Elle fait valoir que par décision de la cour suprême de Gibraltar du 11 décembre 2019, elle a été placée sous administration, ce qui interdit toute condamnation à son encontre. Elle rappelle que conformément à l’article L. 326-20 du code des assurances, la procédure de liquidation d’une entreprise d’assurance et ses effets sont régis par le droit applicable dans l’état d’origine, à savoir Gibraltar. Elle souligne que les demandeurs n’allèguent ni ne démontrent avoir procédé à une déclaration de créance entre les mains des administrateurs, si bien que les demandes formées à son encontre sont irrecevables sur le fondement des articles 65 et 66 de la loi sur les insolvabilités de Gibraltar. Elle ajoute qu’en tout état de cause, aucune condamnation ne peut intervenir à son encontre, la cour de cassation rappelant que le principe de suspension des poursuites individuelles en matière de faillite est d’ordre public interne mais également international.
Subsidiairement, elle fait valoir que sa garantie est conditionnée par l’existence d’une réception des travaux qui n’est pas intervenue en l’espèce, même tacitement car les époux [H] ne rapportent pas la preuve du paiement intégral du marché par les six certificats versés aux débats pour un total de 77.968,31 euros.
A titre infiniment subsidiaire, elle soutient que la société [D] [Y] n’a commis aucun manquement selon le rapport d’expertise judiciaire, la responsabilité étant celle de la société l’Artisan Contois et de Mme [J] qui a fait édifier la dalle litigieuse. Elle estime que n’est pas rapportée la preuve que la société [D] [Y] serait intervenue en qualité de maître d’œuvre du premier ouvrage. Elle soutient que la société [D] [Y] n’avait pas une mission de maîtrise d’œuvre de conception du second ouvrage susceptible d’emporter sa responsabilité, notamment une mission relative aux études d’exécution de la maîtrise d’œuvre.
Elle fait valoir toutefois que si la responsabilité de son assurée dans la survenance des désordres devait être retenue, elle ne saurait être supérieure à 10 %, la responsabilité de la société l’Artisan Contois étant, selon elle, prépondérante.
Elle conteste l’existence d’un préjudice moral et rappelle que la franchise contractuelle est opposable au tiers qui exerce l’action directe tout comme le plafond de garantie.

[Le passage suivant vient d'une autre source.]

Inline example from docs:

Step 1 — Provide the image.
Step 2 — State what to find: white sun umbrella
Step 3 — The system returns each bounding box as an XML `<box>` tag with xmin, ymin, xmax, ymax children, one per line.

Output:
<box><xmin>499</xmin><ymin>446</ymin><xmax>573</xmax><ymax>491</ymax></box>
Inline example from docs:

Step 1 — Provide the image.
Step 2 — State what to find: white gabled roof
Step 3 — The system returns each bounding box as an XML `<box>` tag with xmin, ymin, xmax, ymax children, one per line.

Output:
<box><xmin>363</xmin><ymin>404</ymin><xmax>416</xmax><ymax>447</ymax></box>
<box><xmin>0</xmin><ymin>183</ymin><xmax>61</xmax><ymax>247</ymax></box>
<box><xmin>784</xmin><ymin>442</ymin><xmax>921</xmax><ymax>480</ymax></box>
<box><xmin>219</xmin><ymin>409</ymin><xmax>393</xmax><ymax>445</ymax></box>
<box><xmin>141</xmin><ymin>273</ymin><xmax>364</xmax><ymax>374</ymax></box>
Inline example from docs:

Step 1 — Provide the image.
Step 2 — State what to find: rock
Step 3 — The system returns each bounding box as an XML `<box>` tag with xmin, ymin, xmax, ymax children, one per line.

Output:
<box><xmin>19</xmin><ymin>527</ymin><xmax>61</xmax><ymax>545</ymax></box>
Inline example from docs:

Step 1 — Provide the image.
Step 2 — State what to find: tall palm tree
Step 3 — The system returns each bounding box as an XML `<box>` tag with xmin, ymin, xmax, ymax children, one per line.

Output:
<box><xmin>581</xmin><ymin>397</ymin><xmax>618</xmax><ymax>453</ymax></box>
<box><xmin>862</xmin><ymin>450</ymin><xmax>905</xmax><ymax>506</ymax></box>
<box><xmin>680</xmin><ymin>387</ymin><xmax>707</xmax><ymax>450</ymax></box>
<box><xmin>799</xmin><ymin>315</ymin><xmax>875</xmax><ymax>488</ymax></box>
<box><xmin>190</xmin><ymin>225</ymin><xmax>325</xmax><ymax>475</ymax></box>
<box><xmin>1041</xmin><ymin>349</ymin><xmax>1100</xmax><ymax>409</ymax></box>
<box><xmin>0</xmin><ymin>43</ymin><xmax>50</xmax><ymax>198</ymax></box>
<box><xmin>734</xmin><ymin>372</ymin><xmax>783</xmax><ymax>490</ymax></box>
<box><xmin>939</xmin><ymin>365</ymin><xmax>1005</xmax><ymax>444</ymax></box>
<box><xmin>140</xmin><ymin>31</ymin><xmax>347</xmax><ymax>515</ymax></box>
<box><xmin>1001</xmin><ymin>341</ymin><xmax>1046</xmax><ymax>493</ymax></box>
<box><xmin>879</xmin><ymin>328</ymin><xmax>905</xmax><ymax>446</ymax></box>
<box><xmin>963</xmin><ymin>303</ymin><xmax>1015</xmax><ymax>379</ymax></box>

Dans ses conclusions en défense n° 04 communiquées le 22 juin 2022, la société SMA SA conclut :

à titre principal, au débouté,à titre subsidiaire :à la réduction des indemnités sollicitées,à la condamnation de la société [D] [Y] à la relever et garantir de toute condamnation prononcée à son encontre,à la déduction de la franchise opposable du montant de la condamnation prononcée,en tout état de cause, au rejet de l’exécution provisoire ainsi qu’à la condamnation de tout succombant à lui verser la somme de 3.500 euros sur le fondement de l’article 700 du code de procédure civile.
Elle fait valoir que le marché de travaux de la société l’Artisan Contois n’est pas signé par les parties et qu’aucune facture n’a été communiquée par l’entrepreneur, ce dont elle déduit qu’il n’est pas démontré que c’est la société l’Artisan Contois qui est intervenu sur le chantier. Elle rappelle que les fondations de la villa étaient déjà réalisées lors de la construction de la maison individuelle, estimant que l’absence d’étude de dols est imputable au constructeur d’origine qui n’a pas été attrait dans la cause. Elle fait valoir en effet que les désordres de fissurations proviennent d’un défaut de conception et de réalisation de la dalle de fondation construite par l’ancien propriétaire qui ne peut être imputée à son assurée. Elle soutient que la société l’Artisan Contois n’a jamais réalisé la reprise en sous-œuvre critiquée par l’expert [C], prestation qui ne peut correspondre à des travaux facturés pour un montant de 1.500 euros.
Elle expose que la construction de l’ouvrage initial a été réalisée par une société qui n’a pas été identifiée, faute pour les demandeurs d’avoir attrait dans la cause leur vendeur et d’avoir obtenu ces information de l’architecte. Elle en conclut qu’il n’est pas démontré que la responsabilité de son assurée soit engagée.
Elle fait valoir qu’en tout état de cause, à défaut de procès-verbal de réception expresse, la garantie décennale n’est pas mobilisable. Elle soutient qu’il ne peut y avoir de réception si l’une des conditions fait défaut, notamment le paiement intégral du prix dont la preuve n’est, selon elle, pas rapportée en l’espèce. Elle considère en conséquence que sa garantie n’est pas mobilisable puisque le contrat souscrit par la société l’Artisan Contois ne couvre que la responsabilité des articles 1792, 1792-2 et 1792-3 du code civil. Elle précise que la garantie responsabilité civile professionnelle ne garantit que les dommages causés aux tiers, ce qui n’est pas le cas en l’espèce.
Subsidiairement, elle estime que les travaux de démolition et de reconstruction de la dalle extérieure évaluée à 5.120,50 € correspondant à des désordres esthétiques devront être déduits de l’indemnité. Elle considère que la souscription d’une assurance dommages-ouvrage et l’indemnisation d’un préjudice moral sont injustifiées.
Elle considère que les dommages se sont produits hors de la sphère d’intervention de son assurée dont la responsabilité devra, en toutes hypothèses, être limitée à 10 % des dommages.
Elle fait valoir que la responsabilité du maître d’œuvre est prépondérante en raison du vice de conception et qu’il devra être condamné à la relever et garantir sur le fondement de l’article 1240 du code civil des condamnations mises à sa charge.
Elle rappelle enfin qu’elle est fondée à opposer le montant de sa franchise contractuelle si son assuré devait être condamnée sur le fondement de la responsabilité contractuelle.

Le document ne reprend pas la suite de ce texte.